Having established that iNKT cells are activated in vivo upon egg encounter, we next determined the contribution of DCs in iNKT cell stimulation in vitro. LMCs incubated with egg-sensitized DCs produced, in a CD1d-dependent manner, substantial amounts of both IFN-γ and IL-4. Of note, in this system, LMCs failed to produce IL-10, an important regulatory cytokine involved in the control of the immune response during schistosomiasis (22, 50). Interestingly, liver cells from CD1d−/− and Jα18−/− mice failed to produce IL-4, but maintained their ability to synthesize IFN-γ (∼50% reduction compared with WT littermates). This indicates that the contribution of iNKT cells in IL-4 production by LMCs is total, whereas that in IFN-γ production is partial. The cellular source(s) for IFN-γ synthesis is under investigation. Of note, although IL-5 was detected in this model of activation, CD1d-dependent cells (including iNKT cells) were dispensable for, and even inhibited, its production. Of importance, the use of sorted liver cells indicates that, in this setting, iNKT cells can produce both IL-4 and IFN-γ (Fig. 3 C), but not IL-5 nor IL-10, in response to egg-sensitized DCs. In marked contrast, schistosomula- or adult worm-sensitized DCs were unable to activate liver cells, including iNKT cells, to produce cytokines (T. Mallevaey, manuscript in preparation). Thus, schistosome eggs selectively activate iNKT cells in vitro to produce immunoregulatory cytokines, via DCs.

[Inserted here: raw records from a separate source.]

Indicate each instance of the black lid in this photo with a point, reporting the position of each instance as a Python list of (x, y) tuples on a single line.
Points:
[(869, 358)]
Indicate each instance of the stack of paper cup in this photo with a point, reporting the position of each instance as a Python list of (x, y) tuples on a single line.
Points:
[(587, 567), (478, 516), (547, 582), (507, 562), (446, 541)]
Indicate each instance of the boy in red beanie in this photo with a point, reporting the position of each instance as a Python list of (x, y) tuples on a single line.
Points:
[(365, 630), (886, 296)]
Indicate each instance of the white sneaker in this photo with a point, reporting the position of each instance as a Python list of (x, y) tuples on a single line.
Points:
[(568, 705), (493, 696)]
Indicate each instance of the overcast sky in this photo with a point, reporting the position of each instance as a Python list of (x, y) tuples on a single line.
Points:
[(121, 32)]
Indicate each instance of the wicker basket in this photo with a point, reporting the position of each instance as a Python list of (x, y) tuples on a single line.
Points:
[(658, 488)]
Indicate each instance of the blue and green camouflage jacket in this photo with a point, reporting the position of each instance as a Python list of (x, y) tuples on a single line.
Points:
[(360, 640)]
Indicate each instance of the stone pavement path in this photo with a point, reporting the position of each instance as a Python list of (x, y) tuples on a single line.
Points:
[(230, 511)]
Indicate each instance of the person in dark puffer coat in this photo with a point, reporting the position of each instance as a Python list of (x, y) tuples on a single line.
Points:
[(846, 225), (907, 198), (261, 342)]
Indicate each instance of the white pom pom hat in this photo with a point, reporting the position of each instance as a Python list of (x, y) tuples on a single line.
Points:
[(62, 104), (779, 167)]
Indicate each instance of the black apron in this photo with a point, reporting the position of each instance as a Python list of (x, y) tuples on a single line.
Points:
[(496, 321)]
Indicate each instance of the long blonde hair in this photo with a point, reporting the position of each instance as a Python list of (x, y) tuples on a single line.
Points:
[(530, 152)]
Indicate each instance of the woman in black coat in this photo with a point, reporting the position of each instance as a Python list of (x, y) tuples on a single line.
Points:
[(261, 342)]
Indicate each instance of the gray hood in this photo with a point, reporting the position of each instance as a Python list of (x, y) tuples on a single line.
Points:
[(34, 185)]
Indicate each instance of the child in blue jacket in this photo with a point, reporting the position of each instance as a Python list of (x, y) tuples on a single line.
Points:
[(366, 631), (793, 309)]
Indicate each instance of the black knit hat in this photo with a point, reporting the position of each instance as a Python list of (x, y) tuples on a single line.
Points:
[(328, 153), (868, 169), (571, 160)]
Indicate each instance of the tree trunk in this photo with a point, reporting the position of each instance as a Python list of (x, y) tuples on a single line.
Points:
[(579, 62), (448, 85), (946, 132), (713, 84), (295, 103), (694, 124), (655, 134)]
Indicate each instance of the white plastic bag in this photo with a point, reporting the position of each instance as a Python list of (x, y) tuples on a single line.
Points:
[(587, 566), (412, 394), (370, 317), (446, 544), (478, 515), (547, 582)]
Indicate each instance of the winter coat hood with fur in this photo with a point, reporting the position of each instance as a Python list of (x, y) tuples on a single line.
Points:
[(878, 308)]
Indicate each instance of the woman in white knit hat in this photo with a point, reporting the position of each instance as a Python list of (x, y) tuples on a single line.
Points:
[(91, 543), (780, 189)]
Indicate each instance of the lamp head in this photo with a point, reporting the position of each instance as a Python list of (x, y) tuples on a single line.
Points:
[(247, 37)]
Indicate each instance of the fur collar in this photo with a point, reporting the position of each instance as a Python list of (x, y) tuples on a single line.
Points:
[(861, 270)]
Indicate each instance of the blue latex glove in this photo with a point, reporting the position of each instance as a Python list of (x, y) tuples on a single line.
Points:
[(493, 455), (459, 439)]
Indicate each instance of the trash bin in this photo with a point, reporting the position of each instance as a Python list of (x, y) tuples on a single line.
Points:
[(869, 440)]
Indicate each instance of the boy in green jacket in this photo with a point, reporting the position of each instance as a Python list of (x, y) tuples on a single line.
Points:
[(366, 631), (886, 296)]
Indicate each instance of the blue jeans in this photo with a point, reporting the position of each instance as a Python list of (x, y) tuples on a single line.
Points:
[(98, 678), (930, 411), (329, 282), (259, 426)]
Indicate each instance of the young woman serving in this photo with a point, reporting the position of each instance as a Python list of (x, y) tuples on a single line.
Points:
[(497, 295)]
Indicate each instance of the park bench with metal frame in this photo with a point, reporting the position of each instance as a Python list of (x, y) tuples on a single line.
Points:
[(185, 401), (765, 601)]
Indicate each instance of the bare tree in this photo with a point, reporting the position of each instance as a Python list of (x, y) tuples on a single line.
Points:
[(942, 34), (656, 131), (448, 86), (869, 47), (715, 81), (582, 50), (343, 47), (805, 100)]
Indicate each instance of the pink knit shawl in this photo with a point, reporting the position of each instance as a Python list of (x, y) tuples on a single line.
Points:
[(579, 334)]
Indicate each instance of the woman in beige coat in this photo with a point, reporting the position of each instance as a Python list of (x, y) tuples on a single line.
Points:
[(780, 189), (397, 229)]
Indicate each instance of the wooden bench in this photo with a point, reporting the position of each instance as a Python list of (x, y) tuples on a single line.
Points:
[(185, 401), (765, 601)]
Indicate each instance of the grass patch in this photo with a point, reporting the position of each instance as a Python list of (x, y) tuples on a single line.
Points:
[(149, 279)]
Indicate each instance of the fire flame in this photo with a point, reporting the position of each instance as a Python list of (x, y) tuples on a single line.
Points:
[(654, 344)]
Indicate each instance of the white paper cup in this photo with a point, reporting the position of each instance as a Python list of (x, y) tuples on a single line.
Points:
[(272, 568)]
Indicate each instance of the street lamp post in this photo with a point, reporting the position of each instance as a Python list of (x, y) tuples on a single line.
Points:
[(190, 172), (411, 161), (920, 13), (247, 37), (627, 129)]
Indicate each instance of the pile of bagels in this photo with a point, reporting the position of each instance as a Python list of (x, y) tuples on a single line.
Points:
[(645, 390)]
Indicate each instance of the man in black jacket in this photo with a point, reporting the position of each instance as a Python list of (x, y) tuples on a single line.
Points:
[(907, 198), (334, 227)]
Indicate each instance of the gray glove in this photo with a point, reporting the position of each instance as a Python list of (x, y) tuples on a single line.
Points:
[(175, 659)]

In response to some microbial pathogens, TLR activation in DCs appears to be important in iNKT cell stimulation. In this mechanism, IL-12 production by DCs cooperates with signaling pathways triggered by self Ag/CD1d complexes to activate iNKT cells both in vitro and in vivo (11, 21). Thus, as a next step, we investigated whether LMC activation, in response to egg-sensitized DCs, requires the recruitment of TLR2 and/or TLR3, two TLR members that participate in DC activation in response to schistosome eggs (38, 51). In our experimental systems, TLR2 and/or TLR3 (as well as MyD88) deficiencies had no impact on LMC activation (Fig. 5). Moreover, DCs lacking IL-12p40 (and thus IL-12 and IL-23) still promoted LMC activation. In aggregate, these data argue that, in response to schistosome eggs, activating pathways triggered in DCs by both TLR2 and TLR3 are dispensable for iNKT cell activation. The mechanisms by which eggs induce in DCs a TLR-independent pathway(s) that culminates in iNKT cell activation are presently unclear. It is likely that other pattern recognition receptors, which function in a MyD88-independent manner, are involved.

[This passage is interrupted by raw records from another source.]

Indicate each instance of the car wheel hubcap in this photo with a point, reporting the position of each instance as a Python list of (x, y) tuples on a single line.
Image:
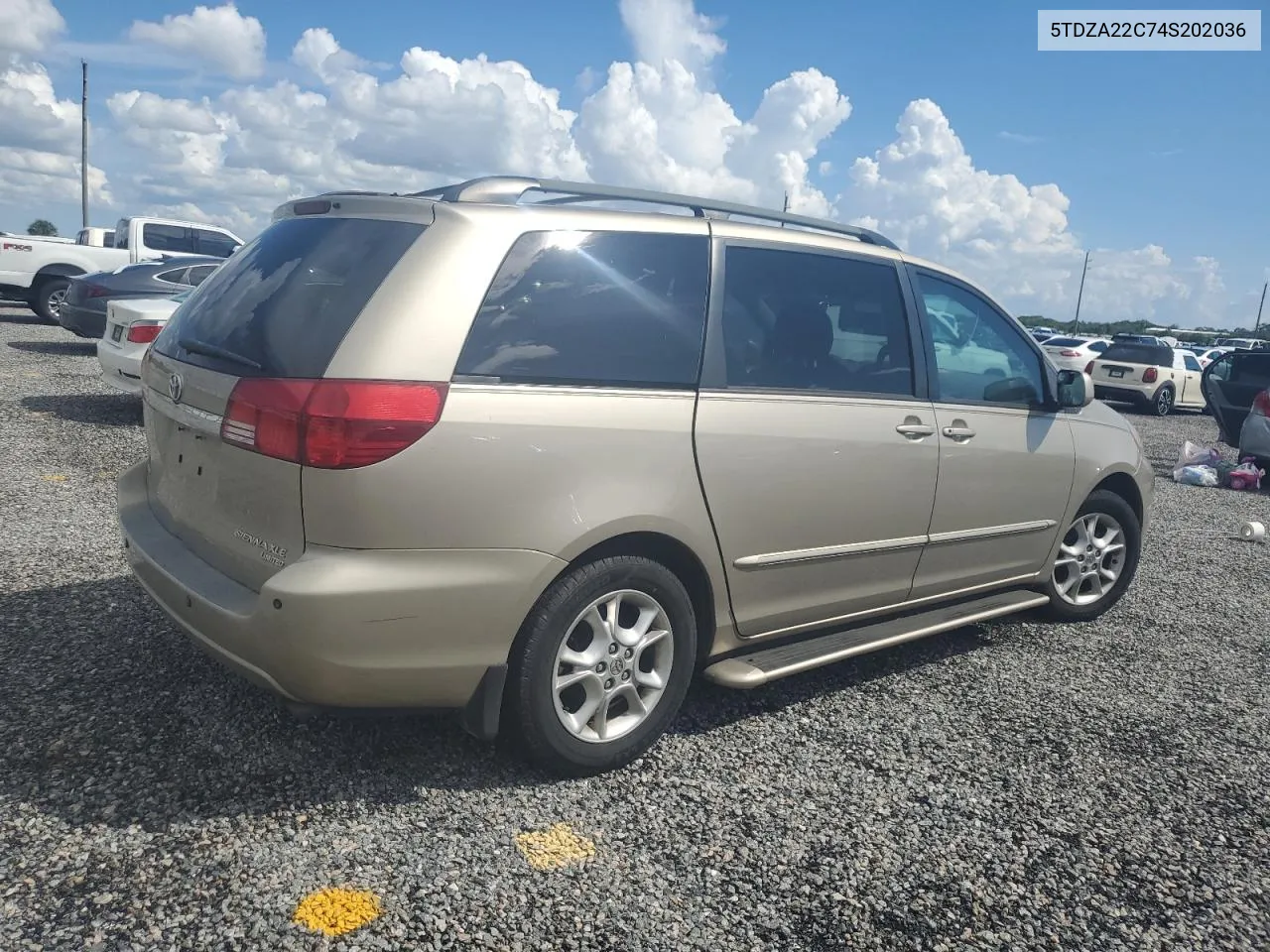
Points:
[(612, 665), (1089, 560)]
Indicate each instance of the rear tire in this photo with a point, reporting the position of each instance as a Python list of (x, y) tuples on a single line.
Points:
[(49, 298), (581, 697), (1162, 403), (1088, 558)]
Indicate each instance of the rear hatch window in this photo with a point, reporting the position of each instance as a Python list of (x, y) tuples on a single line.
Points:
[(281, 306)]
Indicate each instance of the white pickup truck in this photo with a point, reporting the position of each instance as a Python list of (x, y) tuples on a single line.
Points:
[(40, 272)]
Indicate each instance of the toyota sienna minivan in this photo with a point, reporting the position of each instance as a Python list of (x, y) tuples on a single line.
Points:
[(545, 451)]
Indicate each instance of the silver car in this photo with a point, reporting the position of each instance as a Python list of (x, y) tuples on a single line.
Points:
[(503, 448)]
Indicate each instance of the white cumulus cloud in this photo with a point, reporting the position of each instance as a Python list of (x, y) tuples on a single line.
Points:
[(654, 121), (27, 27), (217, 36)]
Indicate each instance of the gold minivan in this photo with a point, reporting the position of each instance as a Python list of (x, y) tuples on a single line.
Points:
[(544, 451)]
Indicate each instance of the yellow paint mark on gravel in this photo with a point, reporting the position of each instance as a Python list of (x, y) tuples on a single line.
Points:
[(335, 911), (556, 848)]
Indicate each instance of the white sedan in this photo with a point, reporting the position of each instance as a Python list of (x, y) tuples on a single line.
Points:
[(131, 326), (1074, 353)]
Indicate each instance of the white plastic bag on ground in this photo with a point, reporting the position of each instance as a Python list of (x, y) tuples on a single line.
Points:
[(1197, 454)]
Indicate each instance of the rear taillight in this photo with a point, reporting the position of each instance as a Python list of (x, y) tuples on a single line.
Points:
[(144, 333), (330, 424)]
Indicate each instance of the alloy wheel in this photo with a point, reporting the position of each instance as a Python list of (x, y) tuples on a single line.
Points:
[(55, 301), (612, 665), (1089, 558)]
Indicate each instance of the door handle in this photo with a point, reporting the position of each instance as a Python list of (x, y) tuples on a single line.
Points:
[(915, 430)]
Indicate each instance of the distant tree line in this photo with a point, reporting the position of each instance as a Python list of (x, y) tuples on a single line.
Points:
[(1106, 329)]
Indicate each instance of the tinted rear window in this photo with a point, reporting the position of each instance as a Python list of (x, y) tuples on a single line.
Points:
[(287, 298), (1139, 353), (597, 308)]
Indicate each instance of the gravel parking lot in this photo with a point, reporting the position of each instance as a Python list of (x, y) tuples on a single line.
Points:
[(1006, 787)]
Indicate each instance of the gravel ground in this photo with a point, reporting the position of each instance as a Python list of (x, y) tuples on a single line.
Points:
[(1008, 787)]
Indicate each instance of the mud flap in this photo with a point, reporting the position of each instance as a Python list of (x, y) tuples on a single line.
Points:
[(481, 714)]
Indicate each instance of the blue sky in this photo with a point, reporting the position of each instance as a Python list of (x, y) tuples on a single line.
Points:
[(1151, 149)]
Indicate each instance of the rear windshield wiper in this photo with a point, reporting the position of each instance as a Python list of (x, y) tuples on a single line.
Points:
[(202, 347)]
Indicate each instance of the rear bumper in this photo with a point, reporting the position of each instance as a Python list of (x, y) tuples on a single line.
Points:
[(344, 627), (119, 368), (82, 321), (1255, 436)]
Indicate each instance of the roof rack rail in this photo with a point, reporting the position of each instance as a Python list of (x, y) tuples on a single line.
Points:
[(509, 189)]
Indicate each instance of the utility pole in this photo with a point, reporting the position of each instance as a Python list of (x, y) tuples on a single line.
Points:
[(1080, 295), (84, 146)]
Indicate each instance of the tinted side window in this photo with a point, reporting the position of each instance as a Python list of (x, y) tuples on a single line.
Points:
[(795, 320), (1147, 354), (214, 244), (979, 357), (593, 308), (287, 299), (168, 238)]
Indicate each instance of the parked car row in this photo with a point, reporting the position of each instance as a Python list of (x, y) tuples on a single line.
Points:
[(41, 272)]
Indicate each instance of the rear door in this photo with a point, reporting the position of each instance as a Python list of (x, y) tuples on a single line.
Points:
[(277, 309), (816, 443), (1191, 393)]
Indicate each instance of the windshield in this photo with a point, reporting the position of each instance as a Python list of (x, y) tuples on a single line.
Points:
[(1147, 354)]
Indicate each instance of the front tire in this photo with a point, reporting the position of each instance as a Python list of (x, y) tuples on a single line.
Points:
[(1096, 558), (49, 298), (601, 665)]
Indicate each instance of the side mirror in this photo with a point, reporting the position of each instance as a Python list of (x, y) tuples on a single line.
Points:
[(1075, 389)]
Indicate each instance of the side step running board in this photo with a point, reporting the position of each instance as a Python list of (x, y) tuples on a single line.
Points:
[(767, 664)]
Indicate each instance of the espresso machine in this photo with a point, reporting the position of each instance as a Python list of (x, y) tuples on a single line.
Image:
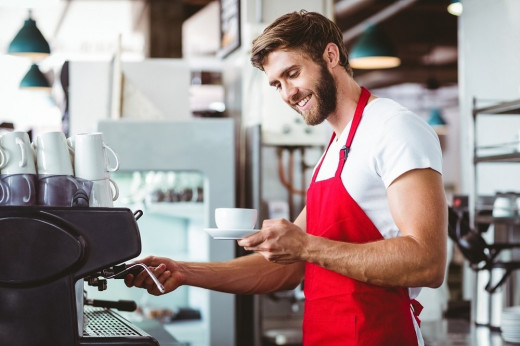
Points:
[(44, 251)]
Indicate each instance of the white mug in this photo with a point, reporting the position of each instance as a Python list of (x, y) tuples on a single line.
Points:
[(104, 192), (20, 156), (53, 154), (91, 159)]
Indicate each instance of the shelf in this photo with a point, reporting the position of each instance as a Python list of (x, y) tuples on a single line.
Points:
[(184, 210), (510, 157), (487, 219), (509, 107)]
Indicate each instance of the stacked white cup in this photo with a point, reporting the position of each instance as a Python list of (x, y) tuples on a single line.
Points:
[(92, 162), (56, 183), (18, 169)]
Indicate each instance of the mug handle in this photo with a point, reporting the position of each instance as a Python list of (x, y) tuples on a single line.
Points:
[(3, 160), (115, 190), (21, 144), (27, 199), (4, 199), (116, 167)]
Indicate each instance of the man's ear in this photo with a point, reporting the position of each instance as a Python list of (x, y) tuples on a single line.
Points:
[(331, 54)]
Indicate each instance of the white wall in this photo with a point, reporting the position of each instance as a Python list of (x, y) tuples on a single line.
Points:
[(489, 32)]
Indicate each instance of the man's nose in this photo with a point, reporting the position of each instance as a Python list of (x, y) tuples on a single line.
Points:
[(288, 92)]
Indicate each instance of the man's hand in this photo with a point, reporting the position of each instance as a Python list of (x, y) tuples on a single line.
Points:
[(166, 270), (279, 241)]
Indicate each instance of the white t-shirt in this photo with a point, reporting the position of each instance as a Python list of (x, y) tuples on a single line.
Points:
[(389, 141)]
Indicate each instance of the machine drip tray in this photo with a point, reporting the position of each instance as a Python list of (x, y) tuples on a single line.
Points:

Next, we investigated whether self and/or parasite-derived CD1d-restricted ligands are involved in iNKT cell activation. We first hypothesized that putative CD1d-restricted ligands may exist in schistosome eggs. Indeed, recent evidence suggests that GSLs with α-linked sugars related to α-GC are more widely distributed than previously thought (10, 11). Analysis of the monohexosylceramide-containing fractions, however, revealed that they only contain β-glucosylceramide (Fig. 7). Similarly, in the different parasite lipid fractions, no β-anomeric GSL was detected. Although these types of compounds are generally good iNKT cell activators (4), their apparent absence in Schistosoma did not firmly preclude the presence of active CD1d-restricted ligands in this parasite. However, within the detection limit of our assay, our data suggest that parasite eggs are probably devoid of such activating compounds. This inferred that self ligands might be involved in iNKT cell activation in this experimental setting. Recently, Mattner et al. (11) showed that DCs deficient in hexB, a lysosomal enzyme involved in the catabolism of several GSL substrates, including potentially isoglobotetrahexosylceramide to iGb3, fail to activate iNKT cells, except if exogenous CD1d-restricted ligands are provided to DCs. In our setting, upon egg contact, hexB−/− DCs had a markedly diminished capacity to stimulate LMCs, a result that supports the hypothesis that iGb3 and/or related products are implicated in their activation. Whether the CD1d/TCR pathway is sufficient to trigger iNKT cell stimulation or whether it requires additional costimulatory factors is under investigation.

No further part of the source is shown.